In the Codename Villanelle book, hearing the dark backstory of the perfume is how Villanelle chooses her name. Before the episode aired, another critic had written that Villanelle's name was (to the average viewer) "off-putting" because it is "a bad pun on 'villainess'" and "a name for a Bond girl", and that it was only clever if you had read the books where it is explained that the character was "inspired toward the nom de guerre [...] by the label on a decadent perfume".

An unrelated perfume of the same name had been released in March 2018 by Belgian parfumier Kamila Aubre; Aubre said that she "noticed some unusual statistics on her website" after the episode's release but had assumed the increase in purchases would be because of a "beauty blogger" mentioning the product, having not heard of the show.

==Reception==
Inkoo Kang of Vulture criticized the storytelling in the episode, noting that at halfway through the season it was not showing "the tightest mystery ever written", instead relying on "female prickliness, especially in professional settings" to create drama.
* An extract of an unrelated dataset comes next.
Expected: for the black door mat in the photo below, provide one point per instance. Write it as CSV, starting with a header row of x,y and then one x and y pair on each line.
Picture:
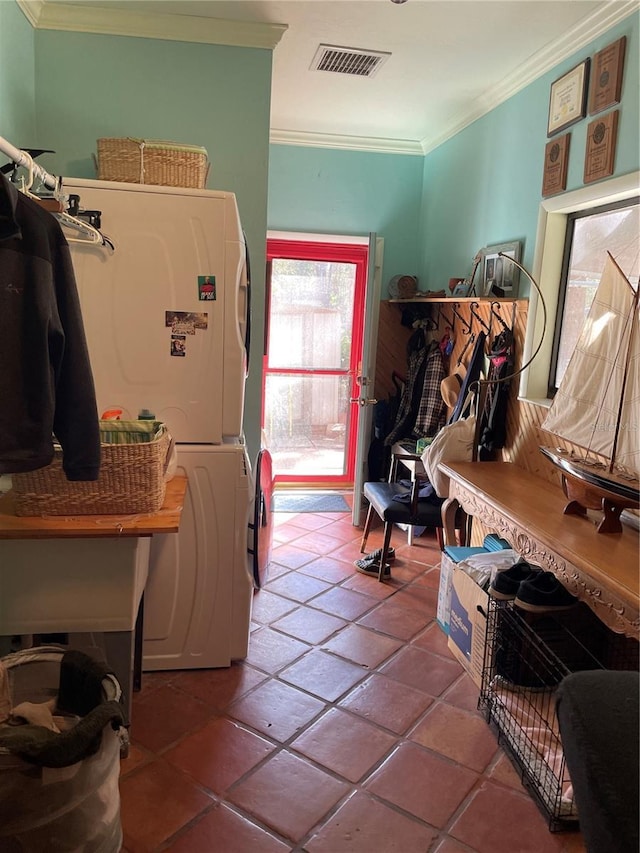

Comparatively, Kayti Burt of Den of Geek noted how the use of "as tight a period of time as possible" was done well to "intensify the urgency of the drama", saying that the episode "is the best this good show has ever been" because of how the timing allowed "just enough" opportunity to consider Villanelle's actions but still move the plot along in "intriguing" ways. Lisa Weidenfeld of The A.V. Club comments on how "the whole plotline serves as an important reminder of the way Killing Eve toys with how you feel about Villanelle", and notes that it is "the first episode where we really see Eve and Villanelle going head to head", as they are both hunting down Frank.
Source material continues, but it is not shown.